If you are cooking for Passover, you may also want to check out my recipe for gluten-free matzo ball soup. Yum!

Sorry to have gone so long between postings — I can’t believe I last posted in July! I don’t have a good reason for having gone so long between postings — just juggling kids, work, and the paperwork from Jan’s estate. Anyway, I do have lots more recipes that I want to post, so I will continue posting recipes!!

our seder table

Here is my son Corbin, who is nine, at our Seder table.
The weather is so warm that this year we had our Seder outdoors on the back porch.

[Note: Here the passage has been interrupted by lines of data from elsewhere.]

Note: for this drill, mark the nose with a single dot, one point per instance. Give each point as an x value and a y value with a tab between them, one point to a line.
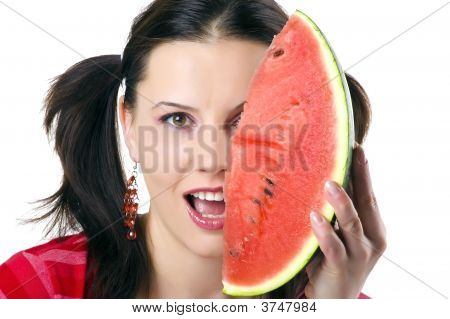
213	148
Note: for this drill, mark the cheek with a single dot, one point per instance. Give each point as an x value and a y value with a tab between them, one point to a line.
164	150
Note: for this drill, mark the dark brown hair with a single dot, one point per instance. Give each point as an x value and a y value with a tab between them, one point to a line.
80	113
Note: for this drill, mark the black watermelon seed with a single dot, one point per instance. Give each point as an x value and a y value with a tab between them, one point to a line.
268	192
233	252
278	53
257	201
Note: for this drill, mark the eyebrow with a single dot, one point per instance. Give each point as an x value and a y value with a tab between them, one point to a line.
187	107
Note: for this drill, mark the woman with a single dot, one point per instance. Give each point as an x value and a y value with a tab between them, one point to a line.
187	65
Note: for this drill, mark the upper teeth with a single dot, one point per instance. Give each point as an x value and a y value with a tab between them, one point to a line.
217	196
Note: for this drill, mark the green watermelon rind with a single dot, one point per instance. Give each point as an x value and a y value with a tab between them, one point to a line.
341	175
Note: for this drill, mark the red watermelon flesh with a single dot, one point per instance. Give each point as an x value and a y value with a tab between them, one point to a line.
296	132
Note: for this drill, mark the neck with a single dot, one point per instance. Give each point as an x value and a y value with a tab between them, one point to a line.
176	271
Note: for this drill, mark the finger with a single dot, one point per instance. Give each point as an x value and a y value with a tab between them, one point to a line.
365	200
313	264
349	222
330	244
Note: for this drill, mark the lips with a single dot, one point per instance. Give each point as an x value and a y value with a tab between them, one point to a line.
205	207
206	201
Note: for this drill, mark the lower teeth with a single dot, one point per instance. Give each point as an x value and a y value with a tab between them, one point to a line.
212	216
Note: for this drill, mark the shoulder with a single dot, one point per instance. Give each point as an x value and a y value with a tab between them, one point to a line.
55	269
361	296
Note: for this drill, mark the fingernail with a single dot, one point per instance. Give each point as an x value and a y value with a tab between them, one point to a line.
361	157
316	218
332	188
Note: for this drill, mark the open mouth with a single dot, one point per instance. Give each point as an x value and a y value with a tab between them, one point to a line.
208	204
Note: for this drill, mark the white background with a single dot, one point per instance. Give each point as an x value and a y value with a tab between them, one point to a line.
408	146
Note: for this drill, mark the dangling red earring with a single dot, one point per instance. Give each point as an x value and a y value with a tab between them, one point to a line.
131	203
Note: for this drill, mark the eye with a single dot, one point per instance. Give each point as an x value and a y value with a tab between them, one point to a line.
179	120
234	124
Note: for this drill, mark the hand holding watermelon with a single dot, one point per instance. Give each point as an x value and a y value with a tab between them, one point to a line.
352	251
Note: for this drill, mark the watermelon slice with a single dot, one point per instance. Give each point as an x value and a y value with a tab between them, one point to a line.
296	132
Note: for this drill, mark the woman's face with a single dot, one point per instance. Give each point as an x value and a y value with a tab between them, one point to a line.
183	149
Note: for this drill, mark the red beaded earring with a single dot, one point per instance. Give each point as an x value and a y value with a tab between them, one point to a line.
131	202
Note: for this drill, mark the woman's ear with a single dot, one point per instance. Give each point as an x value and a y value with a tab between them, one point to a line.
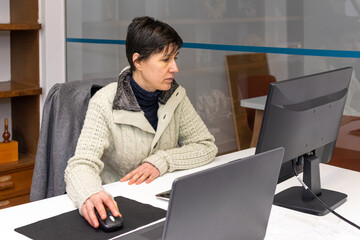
137	63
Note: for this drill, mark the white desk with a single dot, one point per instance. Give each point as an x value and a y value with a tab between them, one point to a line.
257	103
254	103
283	223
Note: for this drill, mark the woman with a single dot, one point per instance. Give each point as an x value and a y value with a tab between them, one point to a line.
140	127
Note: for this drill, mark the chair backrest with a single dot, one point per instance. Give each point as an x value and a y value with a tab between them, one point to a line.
62	119
248	76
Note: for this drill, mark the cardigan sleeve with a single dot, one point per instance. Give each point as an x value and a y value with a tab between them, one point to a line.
196	144
82	174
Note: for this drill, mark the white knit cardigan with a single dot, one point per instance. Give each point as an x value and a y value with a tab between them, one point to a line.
115	141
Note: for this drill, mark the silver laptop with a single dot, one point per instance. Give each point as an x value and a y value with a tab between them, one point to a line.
231	201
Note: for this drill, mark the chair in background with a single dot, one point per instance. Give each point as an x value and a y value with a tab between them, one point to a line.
248	76
62	119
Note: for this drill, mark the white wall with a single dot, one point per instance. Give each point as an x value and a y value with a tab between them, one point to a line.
52	50
52	44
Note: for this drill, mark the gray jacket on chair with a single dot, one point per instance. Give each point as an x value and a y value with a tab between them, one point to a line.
63	116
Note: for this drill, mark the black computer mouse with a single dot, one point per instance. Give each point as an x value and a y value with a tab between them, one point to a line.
110	223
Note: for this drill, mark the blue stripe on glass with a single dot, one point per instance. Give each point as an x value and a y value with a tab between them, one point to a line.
239	48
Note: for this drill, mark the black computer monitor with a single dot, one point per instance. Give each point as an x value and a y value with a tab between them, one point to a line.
303	115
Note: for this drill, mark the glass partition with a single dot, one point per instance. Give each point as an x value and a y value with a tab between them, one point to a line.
297	38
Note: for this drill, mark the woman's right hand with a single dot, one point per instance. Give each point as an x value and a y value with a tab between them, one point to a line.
99	201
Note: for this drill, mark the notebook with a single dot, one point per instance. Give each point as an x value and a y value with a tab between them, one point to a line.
230	201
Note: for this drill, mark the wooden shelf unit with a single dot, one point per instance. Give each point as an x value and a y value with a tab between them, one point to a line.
24	90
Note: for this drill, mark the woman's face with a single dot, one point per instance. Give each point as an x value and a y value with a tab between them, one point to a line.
157	72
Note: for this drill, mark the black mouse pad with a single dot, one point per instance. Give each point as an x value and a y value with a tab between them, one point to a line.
72	225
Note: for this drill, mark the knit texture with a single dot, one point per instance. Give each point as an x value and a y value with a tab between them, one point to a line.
148	102
113	142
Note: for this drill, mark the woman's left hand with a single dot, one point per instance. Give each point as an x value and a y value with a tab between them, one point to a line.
145	172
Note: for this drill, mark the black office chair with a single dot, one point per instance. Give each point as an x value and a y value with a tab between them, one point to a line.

Matzo Mina - a great Passover dish - gluten-free, vegan, and healthy
 
Prep time
Cook time
Total time
 
This matzo mina is a delicious and healthy vegan main dish to serve at Passover. It is a bit like a lasagna, but with dampened matzo instead of the noodles. I really love this recipe! You can make it gluten-free if you use gluten-free matzo.
Author:
Recipe type: main dish
Cuisine: Jewish
Serves: 6 servings
Ingredients
  • 3-4 sheets of matzo; for gluten-free use a gluten-free matzo such as Yehuda brand
  • 1-2 jars of artichoke hearts (plain or marinated; about 8 ounces per jar)
  • 1 pound firm tofu (not silken)
  • 4+ tablespoons olive oil
  • 2 teaspoons dried herbs, such as basil or oregano
  • 1 1/2 teaspoons salt
  • pepper to taste
  • 2-3 tablespoons apple cider vinegar
  • 5 ounces spinach or kale (frozen and defrosted is fine)
  • 1/4 cup fresh dill
  • 1 teaspoon lemon zest
Instructions
  1. Preheat the oven to 350 degrees.
  2. In a food processor, blend everything except the matzo and artichoke hearts. Add the artichoke hearts and pulse until mixed in.
  3. Oil a 9x9 inch square baking pan.
  4. Dampen a sheet of matzo in cold running water from the faucet. Place in baking pan.
  5. Add half of the tofu mixture, and spread it smooth with a spatula.
  6. Repeat with another piece of matzo and the rest of the tofu mixture.
  7. For the top, dampen a piece of matzo, then break it into squares that are 1 1/2 or 2 inches wide. Overlap the pieces of matzo on top of the casserole, like roof shingles, covering the entire surface. You will need about 1 1/2 sheets of matzo, broken up, to cover the top of the casserole.
  8. Gently brush the top of the matzo with olive oil.
  9. Bake for 45 minutes or until the top layer is browning. Serve warm.